The Peoples Bank of China offered 200 billion yuan ($29 billion) of one-year medium-term loans on Monday. The rate was lowered by 10 basis points to 3.15%. The central bank also added 100 billion yuan of funds with 7-day reverse repurchase agreements. Some 1 trillion yuan of reverse repos come due Monday, resulting in a net 700 billion yuan withdrawal.

The injection is relatively small, said Becky Liu, head of China macro strategy at Standard Chartered Bank (HK) Ltd., adding the operation will reduce incentives to chase Chinese government and policy bank bonds. It means the PBOC does not intend to further lower front-end rates from here. I think rates will stay range bound until further catalysts are there.

Futures on China’s 10-year government bonds reversed gains after the operation, falling as much as 0.11%. The CSI 300 Index of shares rose as much as 0.9% surpassing its 4,003.9-point close from Jan. 23, the last trading day before a Lunar New Year break.
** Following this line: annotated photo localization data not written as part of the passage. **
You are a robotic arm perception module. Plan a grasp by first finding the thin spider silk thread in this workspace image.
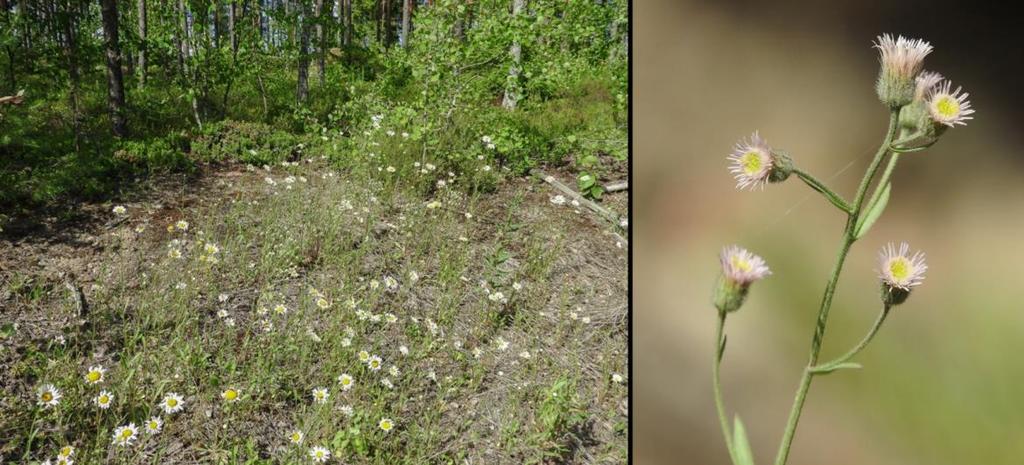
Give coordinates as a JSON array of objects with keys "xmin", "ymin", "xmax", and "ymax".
[{"xmin": 768, "ymin": 144, "xmax": 874, "ymax": 226}]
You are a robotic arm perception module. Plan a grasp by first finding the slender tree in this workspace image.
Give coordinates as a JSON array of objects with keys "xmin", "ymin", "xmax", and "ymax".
[
  {"xmin": 401, "ymin": 0, "xmax": 413, "ymax": 47},
  {"xmin": 99, "ymin": 0, "xmax": 128, "ymax": 137},
  {"xmin": 138, "ymin": 0, "xmax": 146, "ymax": 89},
  {"xmin": 295, "ymin": 1, "xmax": 309, "ymax": 103},
  {"xmin": 313, "ymin": 0, "xmax": 327, "ymax": 86},
  {"xmin": 502, "ymin": 0, "xmax": 526, "ymax": 110}
]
Last week, China vowed it would meet its 2020 economic targets and allowed local governments to issue more debt in the near term to aid growth.

I don’t think investors are overly worried about a lack of liquidity as its a clear trend that the PBOC would ease, said Zhou Hao, an economist at Commerzbank AG. Any declines in bonds resulted from today’s operation will create an opportunity for investors to buy more debt. The 10-year sovereign yield may fall to 2.8% in the coming weeks.